Healey projects modest growth in H2O’s financial picture, as he forecasts revenue to reach $144.3 million in 2021 for a potential year-over-year increase of eight per cent, followed by a projected jump to $156.3 million in 2022 for a potential year-over-year increase of 8.3 per cent.

The gross margin percentages also trend upward, with Healey forecasting a move from the reported 26.9 per cent in 2020 to 27.7 per cent in 2021, then to 28.2 per cent in 2022.

Meanwhile, Healey also projects the company’s adjusted EBITDA to improve, as he forecasts a jump from the reported $12.5 million and 9.4 per cent margin in 2020 to $14.6 million with a 10.1 per cent margin in 2021, followed by another projected increase to $16.1 million and a 10.3 per cent margin in 2022.

“We believe H2O is undervalued given the resiliency of its business lines, large backlog and synergies it is achieving through M&A,” Healey said. “We expect the O&M backlog to fill out as long-term contracts start to renew, and acquisitive growth will further fuel top-line growth as H2O closes in on its three-year strategic plan objectives well ahead of schedule.”

“As H2O grows and diversifies its business, we continue to see it trading upwards towards the peer group multiple.

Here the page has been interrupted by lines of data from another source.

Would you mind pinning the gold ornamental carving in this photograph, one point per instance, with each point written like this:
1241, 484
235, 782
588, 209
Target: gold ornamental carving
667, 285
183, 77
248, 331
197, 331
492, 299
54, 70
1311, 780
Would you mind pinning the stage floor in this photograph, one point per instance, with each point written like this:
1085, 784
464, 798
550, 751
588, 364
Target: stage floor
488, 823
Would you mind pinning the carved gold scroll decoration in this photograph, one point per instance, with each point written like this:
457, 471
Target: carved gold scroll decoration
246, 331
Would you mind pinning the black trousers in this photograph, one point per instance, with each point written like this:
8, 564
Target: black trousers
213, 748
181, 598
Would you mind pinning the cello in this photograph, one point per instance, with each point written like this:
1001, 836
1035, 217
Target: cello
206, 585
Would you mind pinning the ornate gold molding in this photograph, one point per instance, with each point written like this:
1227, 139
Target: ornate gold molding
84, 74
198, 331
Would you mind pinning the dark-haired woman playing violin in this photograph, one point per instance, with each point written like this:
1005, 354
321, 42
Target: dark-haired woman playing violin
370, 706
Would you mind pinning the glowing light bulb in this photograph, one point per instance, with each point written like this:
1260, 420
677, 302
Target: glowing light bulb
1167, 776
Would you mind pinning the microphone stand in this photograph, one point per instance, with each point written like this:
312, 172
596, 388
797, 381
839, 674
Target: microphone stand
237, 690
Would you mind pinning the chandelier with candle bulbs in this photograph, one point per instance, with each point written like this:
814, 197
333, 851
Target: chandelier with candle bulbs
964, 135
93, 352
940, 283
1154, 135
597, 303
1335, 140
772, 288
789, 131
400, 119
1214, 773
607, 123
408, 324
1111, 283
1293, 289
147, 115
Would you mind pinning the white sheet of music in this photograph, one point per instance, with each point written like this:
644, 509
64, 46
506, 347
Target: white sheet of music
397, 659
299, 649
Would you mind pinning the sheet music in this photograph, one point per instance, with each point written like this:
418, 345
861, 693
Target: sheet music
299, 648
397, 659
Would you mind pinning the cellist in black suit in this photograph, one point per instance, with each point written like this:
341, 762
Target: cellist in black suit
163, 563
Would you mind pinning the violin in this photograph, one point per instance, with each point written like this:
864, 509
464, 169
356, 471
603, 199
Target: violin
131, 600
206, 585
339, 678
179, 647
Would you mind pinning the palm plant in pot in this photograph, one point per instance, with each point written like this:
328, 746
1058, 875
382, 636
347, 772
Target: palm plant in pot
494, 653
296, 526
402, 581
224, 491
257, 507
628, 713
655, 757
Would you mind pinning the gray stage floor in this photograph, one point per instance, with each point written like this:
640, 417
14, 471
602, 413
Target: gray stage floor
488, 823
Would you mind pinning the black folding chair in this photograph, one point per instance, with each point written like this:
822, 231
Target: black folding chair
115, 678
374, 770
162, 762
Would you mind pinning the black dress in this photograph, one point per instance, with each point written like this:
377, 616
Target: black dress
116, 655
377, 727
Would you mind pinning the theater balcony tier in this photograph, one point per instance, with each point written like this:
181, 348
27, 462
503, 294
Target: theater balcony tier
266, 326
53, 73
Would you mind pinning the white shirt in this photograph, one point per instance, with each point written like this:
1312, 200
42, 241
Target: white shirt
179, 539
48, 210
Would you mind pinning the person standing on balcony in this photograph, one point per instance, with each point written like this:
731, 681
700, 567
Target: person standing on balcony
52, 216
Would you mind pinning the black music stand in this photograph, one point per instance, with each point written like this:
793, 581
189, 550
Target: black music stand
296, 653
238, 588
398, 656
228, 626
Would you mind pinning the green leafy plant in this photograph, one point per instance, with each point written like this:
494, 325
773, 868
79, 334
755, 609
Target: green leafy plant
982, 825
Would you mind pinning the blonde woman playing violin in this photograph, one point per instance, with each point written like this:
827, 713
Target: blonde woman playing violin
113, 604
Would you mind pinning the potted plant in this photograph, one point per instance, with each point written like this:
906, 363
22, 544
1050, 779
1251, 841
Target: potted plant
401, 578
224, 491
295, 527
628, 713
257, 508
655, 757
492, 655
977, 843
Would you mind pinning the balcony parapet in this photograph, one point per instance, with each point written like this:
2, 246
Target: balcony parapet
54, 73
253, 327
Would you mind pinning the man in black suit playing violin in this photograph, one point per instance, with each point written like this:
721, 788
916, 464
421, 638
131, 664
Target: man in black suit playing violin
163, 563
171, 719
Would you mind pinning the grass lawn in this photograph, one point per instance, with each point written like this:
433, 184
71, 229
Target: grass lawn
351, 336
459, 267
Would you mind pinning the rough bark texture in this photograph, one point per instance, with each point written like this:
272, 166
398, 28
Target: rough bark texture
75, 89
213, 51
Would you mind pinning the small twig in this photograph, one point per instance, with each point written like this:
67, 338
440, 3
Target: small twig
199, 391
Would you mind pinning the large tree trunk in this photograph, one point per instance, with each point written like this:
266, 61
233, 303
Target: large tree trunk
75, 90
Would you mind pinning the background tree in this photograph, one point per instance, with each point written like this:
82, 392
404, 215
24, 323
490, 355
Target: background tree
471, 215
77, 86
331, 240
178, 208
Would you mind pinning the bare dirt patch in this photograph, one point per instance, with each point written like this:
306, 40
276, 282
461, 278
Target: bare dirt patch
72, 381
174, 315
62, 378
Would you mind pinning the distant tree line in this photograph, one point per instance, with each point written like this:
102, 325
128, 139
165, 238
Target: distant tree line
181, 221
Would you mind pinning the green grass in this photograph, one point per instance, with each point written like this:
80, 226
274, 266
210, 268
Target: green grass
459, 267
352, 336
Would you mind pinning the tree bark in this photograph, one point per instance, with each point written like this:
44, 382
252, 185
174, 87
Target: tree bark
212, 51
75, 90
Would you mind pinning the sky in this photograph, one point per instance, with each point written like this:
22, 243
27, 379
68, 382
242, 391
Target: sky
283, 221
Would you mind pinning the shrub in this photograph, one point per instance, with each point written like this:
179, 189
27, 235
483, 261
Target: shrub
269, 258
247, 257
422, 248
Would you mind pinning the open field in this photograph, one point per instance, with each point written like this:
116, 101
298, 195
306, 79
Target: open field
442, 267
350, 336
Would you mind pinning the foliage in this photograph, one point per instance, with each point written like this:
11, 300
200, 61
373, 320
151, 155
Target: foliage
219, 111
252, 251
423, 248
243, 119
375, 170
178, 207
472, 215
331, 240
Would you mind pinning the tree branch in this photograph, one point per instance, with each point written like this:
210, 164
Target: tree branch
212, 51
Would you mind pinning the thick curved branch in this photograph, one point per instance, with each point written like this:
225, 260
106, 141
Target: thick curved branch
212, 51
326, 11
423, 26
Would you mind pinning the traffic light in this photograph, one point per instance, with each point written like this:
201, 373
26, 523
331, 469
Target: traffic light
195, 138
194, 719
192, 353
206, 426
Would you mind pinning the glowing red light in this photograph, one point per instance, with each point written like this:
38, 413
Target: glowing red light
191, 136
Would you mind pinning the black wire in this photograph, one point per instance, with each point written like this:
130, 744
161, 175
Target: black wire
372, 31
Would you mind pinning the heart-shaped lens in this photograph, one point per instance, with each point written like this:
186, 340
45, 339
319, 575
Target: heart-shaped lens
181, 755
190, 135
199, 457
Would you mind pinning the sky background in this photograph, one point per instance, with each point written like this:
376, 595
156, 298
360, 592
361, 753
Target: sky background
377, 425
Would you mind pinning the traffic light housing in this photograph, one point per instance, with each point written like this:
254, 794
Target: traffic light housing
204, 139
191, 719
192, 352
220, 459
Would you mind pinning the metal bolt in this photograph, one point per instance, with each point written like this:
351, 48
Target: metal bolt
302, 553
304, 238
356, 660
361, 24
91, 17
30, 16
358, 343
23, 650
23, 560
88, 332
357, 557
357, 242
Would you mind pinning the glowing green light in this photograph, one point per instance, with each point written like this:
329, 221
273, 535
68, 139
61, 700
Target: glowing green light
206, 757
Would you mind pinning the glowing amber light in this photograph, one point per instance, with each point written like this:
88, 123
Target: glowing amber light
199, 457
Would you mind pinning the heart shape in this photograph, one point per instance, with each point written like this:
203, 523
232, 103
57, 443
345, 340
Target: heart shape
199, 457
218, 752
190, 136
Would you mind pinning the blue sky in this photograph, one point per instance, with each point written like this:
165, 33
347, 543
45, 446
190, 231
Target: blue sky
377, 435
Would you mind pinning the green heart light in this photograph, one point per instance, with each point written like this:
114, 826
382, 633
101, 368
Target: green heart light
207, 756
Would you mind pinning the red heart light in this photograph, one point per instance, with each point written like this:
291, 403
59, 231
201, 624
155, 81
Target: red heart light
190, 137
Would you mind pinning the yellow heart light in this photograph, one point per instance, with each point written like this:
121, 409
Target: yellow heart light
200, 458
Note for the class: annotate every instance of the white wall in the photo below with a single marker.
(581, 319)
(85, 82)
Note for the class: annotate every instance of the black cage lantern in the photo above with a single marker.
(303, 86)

Our 2.4x EV/2022 revenue multiple remains conservative within the peer group given our view on H2O’s growth strategy and potential and shares look attractive here. We believe strong financial performance over the next few quarters and further improving/stabilizing EBITDA margins will lead to share price appreciation. We see H2O as undervalued at these levels and as such are maintaining our target price of $4.00 and our Buy recommendation.”

Overall, H2O Innovation’s stock price has risen 7.5 per cent for the year to date, though it is down 36.1 per cent since spiking to its high point for the year, $3.60/share, on January 26.